Seine Fahrzeug-Attraktion stöberte Robert Fox übrigens im Internet auf. Es ist einer von nur noch 400 Bussen seiner Art weltweit. Voriges Jahr ließ er ihn von einer Firma nach Deutschland bringen. Zwölf Stunden zuckelte der Fahrer angesichts einer Höchstgeschwindigkeit von 50 Kilometern pro Stunde in dem Oldtimer von Belgien nach Wilsdruff. Über das gesamte Jahr 2016 wurde der in die Jahre gekommene Bus wieder zum Schmuckstück hergerichtet. Zusammen mit der Restaurierung des Toilettenhauses investiert Robert Fox rund 100 000 Euro in sein Eisbus-Vorhaben.

Im oberen Teil des Doppelstockbusses werden 20 Gäste sitzen können. Vor dem roten Giganten ist ein Freisitz mit weiteren 40 Plätzen geplant, Elbblick garantiert .

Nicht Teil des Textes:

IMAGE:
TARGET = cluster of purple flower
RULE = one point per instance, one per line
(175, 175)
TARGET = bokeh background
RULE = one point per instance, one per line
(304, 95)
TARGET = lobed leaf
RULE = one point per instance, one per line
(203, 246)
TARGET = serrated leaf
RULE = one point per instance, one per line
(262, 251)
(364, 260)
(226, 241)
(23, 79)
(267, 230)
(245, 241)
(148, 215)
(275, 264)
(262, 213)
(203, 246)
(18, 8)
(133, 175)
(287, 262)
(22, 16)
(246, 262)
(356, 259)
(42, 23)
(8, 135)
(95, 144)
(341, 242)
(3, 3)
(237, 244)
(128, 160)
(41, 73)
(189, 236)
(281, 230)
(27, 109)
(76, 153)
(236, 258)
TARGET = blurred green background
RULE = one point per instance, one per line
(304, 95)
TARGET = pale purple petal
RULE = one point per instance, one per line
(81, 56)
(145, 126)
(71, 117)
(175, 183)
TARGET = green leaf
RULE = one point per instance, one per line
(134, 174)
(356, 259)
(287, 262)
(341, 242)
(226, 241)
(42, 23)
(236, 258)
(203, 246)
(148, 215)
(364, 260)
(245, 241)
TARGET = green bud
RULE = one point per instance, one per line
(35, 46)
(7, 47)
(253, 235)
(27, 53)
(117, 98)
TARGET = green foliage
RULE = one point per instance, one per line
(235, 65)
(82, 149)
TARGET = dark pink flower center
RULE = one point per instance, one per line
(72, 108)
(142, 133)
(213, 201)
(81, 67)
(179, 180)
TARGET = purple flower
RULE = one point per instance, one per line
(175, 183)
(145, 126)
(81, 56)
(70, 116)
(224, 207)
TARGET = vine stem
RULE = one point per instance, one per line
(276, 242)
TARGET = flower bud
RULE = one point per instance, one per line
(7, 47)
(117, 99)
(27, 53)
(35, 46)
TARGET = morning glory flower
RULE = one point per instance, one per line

In dem ungewöhnlichen Eiscafé soll es neben Eisspezialitäten auch Kaffee und Kuchen sowie Cocktails geben. Als Eislieferanten haben sich Robert Fox und Projektleiterin Bianka Sickert für Sven Fochtmann entschieden, den Inhaber der Moccamilcheisbar in Großweitzschen. Er macht bereits das Eis für das „Foxy Eiscafé“ in Zehren, das Robert Fox im vergangenen Sommer übernahm. „Wir haben verschiedene Hersteller durchprobiert, und sein Eis hat uns am besten geschmeckt“, sagt der Engländer. Außerdem habe dieser Lieferant fast durchweg laktosefreie Sorten im Angebot. „Wonach viele Kunden fragen“, weiß Bianka Sickert.

Kaum zu übersehen: Auch in Zehren steht ein roter Oldtimer vorm Geschäft: ein echtes London-Taxi. Inzwischen hält Robert Fox schon nach dem nächsten Doppelstockbus Ausschau. Für ein weiteres Eiscafé auf Rädern, das entweder fest in Dresden stehen oder durch die Region fahren soll. „Es macht mir Spaß, Geschäftsideen auszutesten“, sagt er. Und zur Einweihung seines Meißner Eisbusses will er sich vielleicht sogar mal fotografieren lassen. Dieser Anlass wäre ihm eine Ausnahme wert.